Friday, February 26, 2010
To Facebook Or Not To Facebook? That Is the Question For Investigators.
Lessons I learned from attending the LACBA’s program “Brave New Web: Social Network's Challenges to Copyright, Privacy and Legal Ethics.”
Last night I attended a program presented by the Los Angeles County Bar Association on social media. The program was presented by and for the Entertainment Law and Intellectual Property section so it wasn’t unusual that I was the only employment lawyer in the room. I expected to get a general overview of legal issues inherent in social media, from the perspective of the entertainment law experts on the panel, so that I could glean new policies or procedures to recommend to my own clients -in-house counsel and human resource professionals, - for their company’s social media policies. As the panel’s discussion/debate turned to legal ethics, however, I was reminded of something Bill Vaughan said, “People learn something every day, and a lot of times it's that what they learned the day before was wrong.”
That is, before I attended the program, I believed that anything a person posted on their social media website page or profile was “public” information. That is, that a person could not expect to keep their age a secret if they posted on their Myspace page the year they were born. I am not alone in that thinking. One of the panelists, Adam Clayton Powell, III, Vice Provost for Globalization at USC stated his comparable opinion, “Anything on Facebook is as public as if it was published in the LA Times.” Although this specific circumstance has not arisen for me in my own investigations, I did not up until this point find any legal or ethical dilemma in looking at an employee’s Facebook page during an investigation into that employee’s wrongdoing. For example, if an investigator must discern whether an employee made sexually offensive comments about a coworker on their Facebook Wall, it made common sense that the investigator would go onto Facebook and look at the posting to verify the accuracy of the alleged misconduct.
But, to my surprise, another member of the panel, Chris Kelly, Chief Privacy Officer for Facebook (and candidate for California Attorney General),pictured with me above, pointed out that Facebook is unlike other social media websites (MySpace, Twitter, etc.) in that Facebook has selective privacy settings which allow the Facebook member to decide which of their “friends” can view certain posted comments, thereby creating an expectation of privacy over the “private” information. (MySpace and other social networking sites have a binary privacy setting, which is less selective.) Other sites have no privacy settings at all.) Moreover, Facebook’s Terms of Use prohibits the unauthorized sharing of information. That is, your Facebook “friend”, whom you have allowed to see your birthday, cannot then go tell all of his friends that you are 35 (but you don’t look a day over 30.) This was a point that even panelist, Ben Sheffner, Counsel for Legal Affairs at NBC Universal, found surprising. Last, it is unethical for an attorney/investigator to use deceit to obtain access to the Facebook page of someone they are investigating. Presumably, the alleged wrongdoer would not “friend” the investigator or their company’s human resources if they knew that that person through subterfuge was actually seeking access to information or pictures that might impeach the alleged wrongdoer’s version of events, a point made by the fourth panelist, Roland Trope of Trope & Schramm.
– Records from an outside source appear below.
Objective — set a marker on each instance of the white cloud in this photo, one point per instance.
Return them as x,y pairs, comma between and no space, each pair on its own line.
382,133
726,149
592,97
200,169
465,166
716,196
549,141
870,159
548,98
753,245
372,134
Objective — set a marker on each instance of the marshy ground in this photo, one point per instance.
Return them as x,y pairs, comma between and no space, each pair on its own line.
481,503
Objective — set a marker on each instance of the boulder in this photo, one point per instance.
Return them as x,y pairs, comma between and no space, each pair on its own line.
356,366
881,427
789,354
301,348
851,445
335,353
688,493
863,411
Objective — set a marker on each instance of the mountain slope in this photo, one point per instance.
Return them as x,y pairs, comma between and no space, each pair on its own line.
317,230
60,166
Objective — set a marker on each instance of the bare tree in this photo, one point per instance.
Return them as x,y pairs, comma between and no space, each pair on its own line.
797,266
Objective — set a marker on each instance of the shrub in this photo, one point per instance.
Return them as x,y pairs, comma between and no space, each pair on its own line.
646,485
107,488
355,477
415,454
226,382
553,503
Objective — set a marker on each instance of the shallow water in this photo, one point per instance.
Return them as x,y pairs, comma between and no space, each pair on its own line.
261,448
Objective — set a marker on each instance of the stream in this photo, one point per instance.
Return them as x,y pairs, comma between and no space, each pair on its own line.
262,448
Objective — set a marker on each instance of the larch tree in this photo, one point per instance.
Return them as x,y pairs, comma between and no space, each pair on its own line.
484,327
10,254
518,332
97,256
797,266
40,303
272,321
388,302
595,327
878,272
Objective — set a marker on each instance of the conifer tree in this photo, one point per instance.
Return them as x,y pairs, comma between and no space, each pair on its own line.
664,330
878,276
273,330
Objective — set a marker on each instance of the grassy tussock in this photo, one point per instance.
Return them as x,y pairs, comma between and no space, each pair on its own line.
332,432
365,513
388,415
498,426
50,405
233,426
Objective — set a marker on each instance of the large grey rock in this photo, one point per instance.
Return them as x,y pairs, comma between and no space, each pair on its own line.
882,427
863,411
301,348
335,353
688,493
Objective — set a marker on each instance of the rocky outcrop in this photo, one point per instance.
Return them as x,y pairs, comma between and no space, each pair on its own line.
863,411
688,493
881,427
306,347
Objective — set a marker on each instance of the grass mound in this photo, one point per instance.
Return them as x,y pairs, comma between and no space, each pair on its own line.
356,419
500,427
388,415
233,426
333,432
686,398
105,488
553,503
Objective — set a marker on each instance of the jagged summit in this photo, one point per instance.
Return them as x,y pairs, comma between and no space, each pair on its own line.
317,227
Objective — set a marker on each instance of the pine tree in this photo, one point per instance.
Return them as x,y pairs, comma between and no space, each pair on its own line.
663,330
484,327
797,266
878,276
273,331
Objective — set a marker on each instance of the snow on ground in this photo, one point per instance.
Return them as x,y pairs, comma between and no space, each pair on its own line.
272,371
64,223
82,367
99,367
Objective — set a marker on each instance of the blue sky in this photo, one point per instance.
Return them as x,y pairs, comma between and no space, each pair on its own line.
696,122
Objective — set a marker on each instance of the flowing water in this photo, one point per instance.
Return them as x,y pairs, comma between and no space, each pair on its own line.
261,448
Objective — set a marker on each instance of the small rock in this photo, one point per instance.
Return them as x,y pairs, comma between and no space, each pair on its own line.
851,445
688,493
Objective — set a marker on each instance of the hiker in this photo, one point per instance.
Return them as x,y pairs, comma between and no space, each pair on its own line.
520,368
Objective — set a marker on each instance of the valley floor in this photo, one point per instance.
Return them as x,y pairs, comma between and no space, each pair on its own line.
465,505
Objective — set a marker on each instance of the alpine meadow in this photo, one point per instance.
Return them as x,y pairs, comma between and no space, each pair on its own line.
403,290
Yet, despite Mr. Kelly’s argument that users have a selective expectation of privacy on Facebook, the issue of whether a person has a right to privacy on their Facebook profile is not set in stone, even in California. Facebook is currently being sued in a class action lawsuit that challenges its “privacy settings” as misleading and alleges that the settings actually expose users’ private information without permission.
That being said, as an attorney /investigator, I have been persuaded that it is not prudent, whether it is 1) a question of ethics, 2) a concern for violating the Terms of Use or 3) an invasion of privacy, to look at a person’s Facebook profile without the users express permission during an investigation. I will, however, take a party or witnesses’ statements on the content of a Facebook page and, in all fairness, I will also seek permission from the “accused” to see their Facebook information in order to disprove the alleged behavior. In any other circumstance, however, pending an investigation, Facebook is off limits. Do you agree? Is this going too far? What should an attorney/investigator do when the alleged misconduct is a social media profile/page that’s purpose is to “badmouth” the employer, as was the case in Pietrylo v. Hillstone Restaurant Group?,
Is the invasion of privacy justified? Do non-attorney investigators have to consider the ethical issues also? Leave your comments.